1

I need to decode with R strings that are URL encoded using RFC 1738.

These strings are coming from PHP requests and encoded with the PHP function http_build_query which uses RFC1738 by default.

For example, Hello, World! becomes Hello%2C+world%21.

You can easily try it online with the following PHP code:

$data = array(
    'text' => 'Hello, world!'
);

echo http_build_query($data, '', '&');

Unfortunately, R base URL encoding uses RFC 3986, which is different!

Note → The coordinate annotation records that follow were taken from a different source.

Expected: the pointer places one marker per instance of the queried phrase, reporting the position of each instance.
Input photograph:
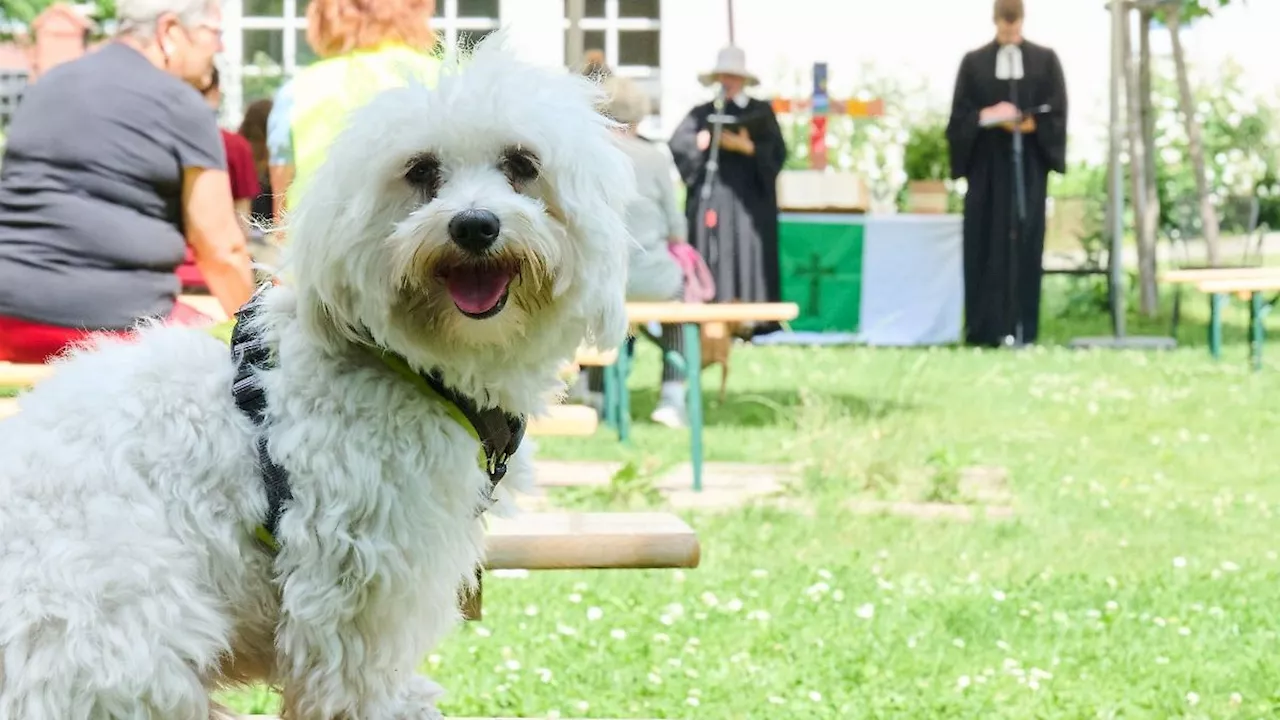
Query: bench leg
(471, 601)
(1257, 311)
(1215, 324)
(1178, 310)
(694, 397)
(611, 395)
(622, 395)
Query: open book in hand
(996, 121)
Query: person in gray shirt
(113, 165)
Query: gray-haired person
(113, 167)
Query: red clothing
(243, 176)
(36, 343)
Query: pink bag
(699, 286)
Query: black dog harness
(499, 433)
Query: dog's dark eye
(520, 165)
(424, 173)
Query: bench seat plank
(590, 541)
(712, 311)
(1239, 285)
(1192, 276)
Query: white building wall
(922, 41)
(535, 28)
(919, 42)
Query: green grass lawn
(1139, 577)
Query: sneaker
(671, 406)
(671, 415)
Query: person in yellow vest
(365, 48)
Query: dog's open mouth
(479, 290)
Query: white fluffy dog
(474, 231)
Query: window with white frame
(629, 33)
(464, 22)
(273, 44)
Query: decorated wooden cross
(819, 108)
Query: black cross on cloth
(816, 272)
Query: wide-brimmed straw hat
(730, 62)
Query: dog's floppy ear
(608, 327)
(595, 187)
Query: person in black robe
(741, 244)
(983, 153)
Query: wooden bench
(691, 318)
(586, 541)
(1219, 283)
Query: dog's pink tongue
(478, 290)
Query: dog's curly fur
(131, 584)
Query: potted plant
(927, 162)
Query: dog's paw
(417, 701)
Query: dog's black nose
(474, 229)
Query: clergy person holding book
(1002, 258)
(736, 228)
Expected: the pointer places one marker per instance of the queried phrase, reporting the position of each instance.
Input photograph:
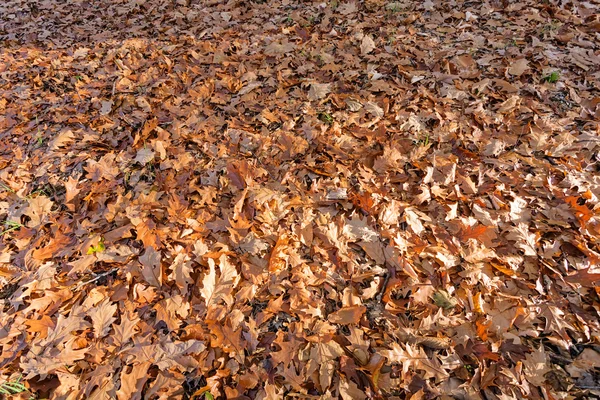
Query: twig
(102, 275)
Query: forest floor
(280, 199)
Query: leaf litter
(315, 200)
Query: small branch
(102, 275)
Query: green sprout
(11, 226)
(12, 387)
(552, 78)
(325, 117)
(98, 248)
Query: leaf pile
(277, 199)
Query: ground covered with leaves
(279, 199)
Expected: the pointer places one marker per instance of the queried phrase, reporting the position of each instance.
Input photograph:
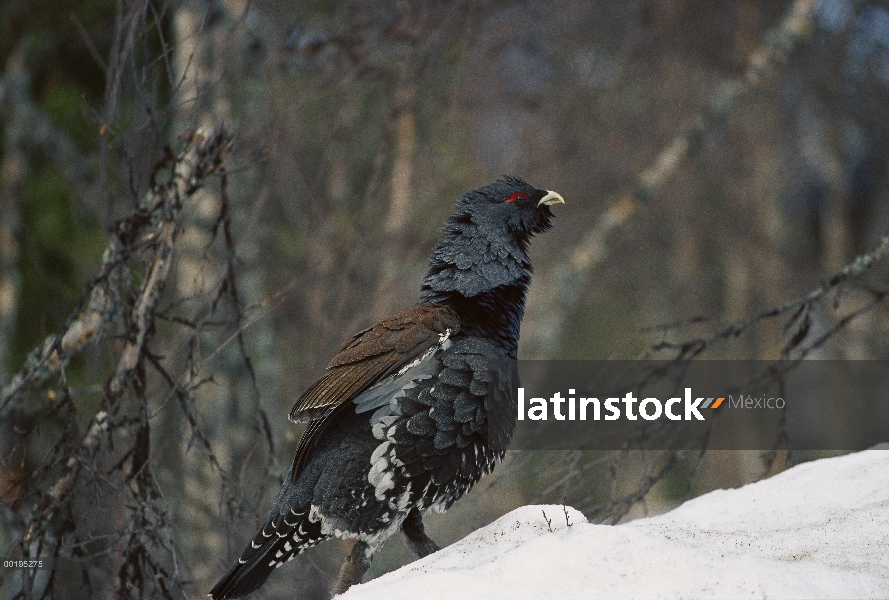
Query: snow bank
(818, 530)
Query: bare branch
(571, 278)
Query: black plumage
(416, 409)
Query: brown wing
(364, 360)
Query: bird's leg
(353, 569)
(417, 540)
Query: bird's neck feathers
(483, 278)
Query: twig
(571, 278)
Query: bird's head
(509, 206)
(486, 239)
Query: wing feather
(364, 360)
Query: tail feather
(279, 541)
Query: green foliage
(61, 248)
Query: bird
(416, 409)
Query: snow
(818, 530)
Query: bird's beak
(551, 198)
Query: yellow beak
(551, 198)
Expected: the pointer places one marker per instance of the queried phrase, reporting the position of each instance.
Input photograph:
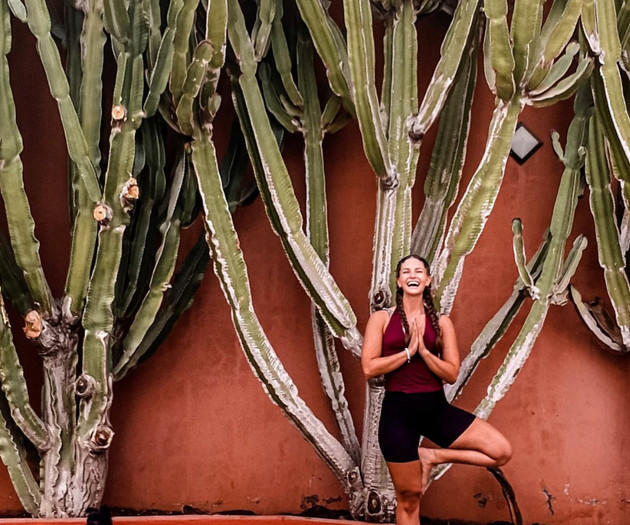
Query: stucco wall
(194, 428)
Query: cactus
(122, 296)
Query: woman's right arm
(372, 362)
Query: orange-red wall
(193, 426)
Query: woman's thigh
(406, 476)
(482, 436)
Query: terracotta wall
(194, 428)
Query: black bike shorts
(406, 417)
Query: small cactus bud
(129, 194)
(119, 112)
(131, 189)
(84, 386)
(102, 438)
(33, 325)
(103, 213)
(373, 503)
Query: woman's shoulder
(444, 320)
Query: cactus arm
(496, 328)
(587, 21)
(501, 56)
(317, 227)
(116, 19)
(525, 30)
(566, 88)
(19, 218)
(160, 72)
(561, 223)
(476, 204)
(361, 59)
(265, 16)
(283, 60)
(557, 31)
(14, 458)
(561, 287)
(608, 57)
(231, 270)
(39, 24)
(195, 76)
(457, 43)
(166, 258)
(98, 316)
(90, 113)
(619, 160)
(488, 72)
(602, 207)
(555, 72)
(604, 332)
(152, 183)
(14, 388)
(273, 102)
(447, 161)
(329, 44)
(277, 192)
(92, 85)
(177, 299)
(184, 25)
(562, 220)
(519, 257)
(392, 229)
(522, 346)
(14, 288)
(154, 14)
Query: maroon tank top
(415, 376)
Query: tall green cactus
(118, 306)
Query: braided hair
(427, 297)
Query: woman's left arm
(445, 367)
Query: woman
(416, 350)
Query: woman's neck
(413, 304)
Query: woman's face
(413, 277)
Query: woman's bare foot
(427, 462)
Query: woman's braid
(434, 317)
(401, 313)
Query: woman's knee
(502, 452)
(408, 500)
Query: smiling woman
(416, 349)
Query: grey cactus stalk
(110, 307)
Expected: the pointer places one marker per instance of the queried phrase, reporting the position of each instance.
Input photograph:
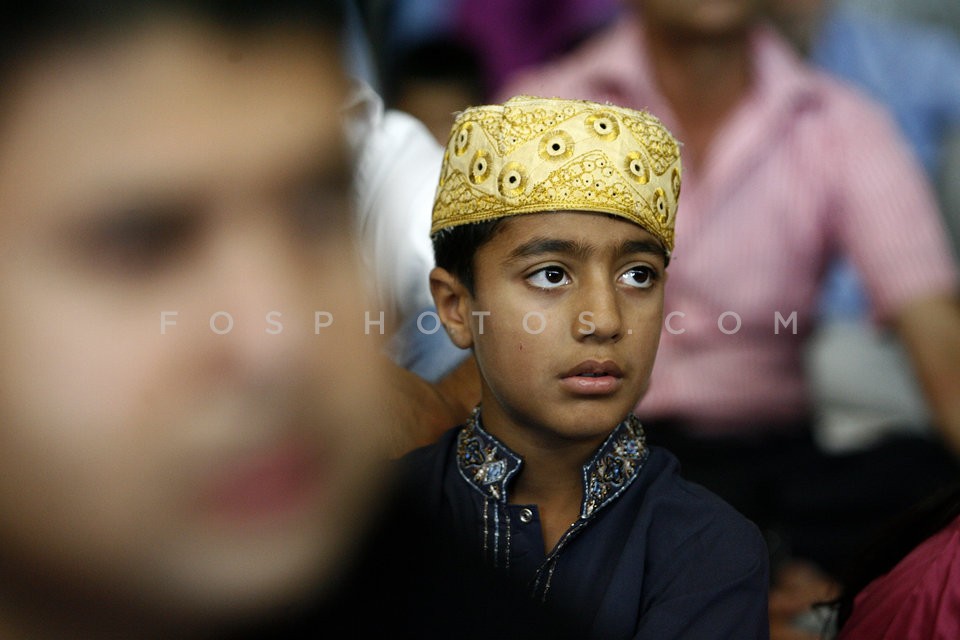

utils::URLdecode("Hello%2C+world%21")
# "Hello,+world!"

# I was hoping httpuv would have an option for RFC 1738 but it doesn't!
httpuv::decodeURIComponent("Hello%2C+world%21")
# "Hello,+world!"

I want to get "Hello, world!" back! How can I do that with R?

I am happy to just replace + signs with spaces but, if this is your answer, please justify why this is correct. My research so far did not indicate that RFC 1738 is exactly RFC 3986 with plus signs and I don't want weird edge cases...

asachet
  • 6,620
  • 2
  • 30
  • 74
  • This issue might be unrelated to RFC1738 but due to the *application/x-www-form-urlencoded* media type, see also https://stackoverflow.com/questions/2678551/when-to-encode-space-to-plus-or-20. R's `utils::URLencode` uses RFC1738 before R 3.2.1 (check https://cran.r-project.org/doc/manuals/r-devel/NEWS.html), but still encodes spaces as `%20`. Note that `http_build_query` also accepts an `enc_type` argument, which can be set to `PHP_QUERY_RFC3986` and which will encode spaces as `%20` (https://www.php.net/manual/en/function.http-build-query.php). – Joris C. Jul 10 '19 at 07:58
  • Thanks Joris, alas I have no control whatsoever over the PHP server. I cannot change the media type or the `enc_type`. I currently ignore the media type because I only get queries from that PHP server, so I know for sure all strings are _always_ RFC1738 encoded. – asachet Jul 10 '19 at 08:03

0 Answers0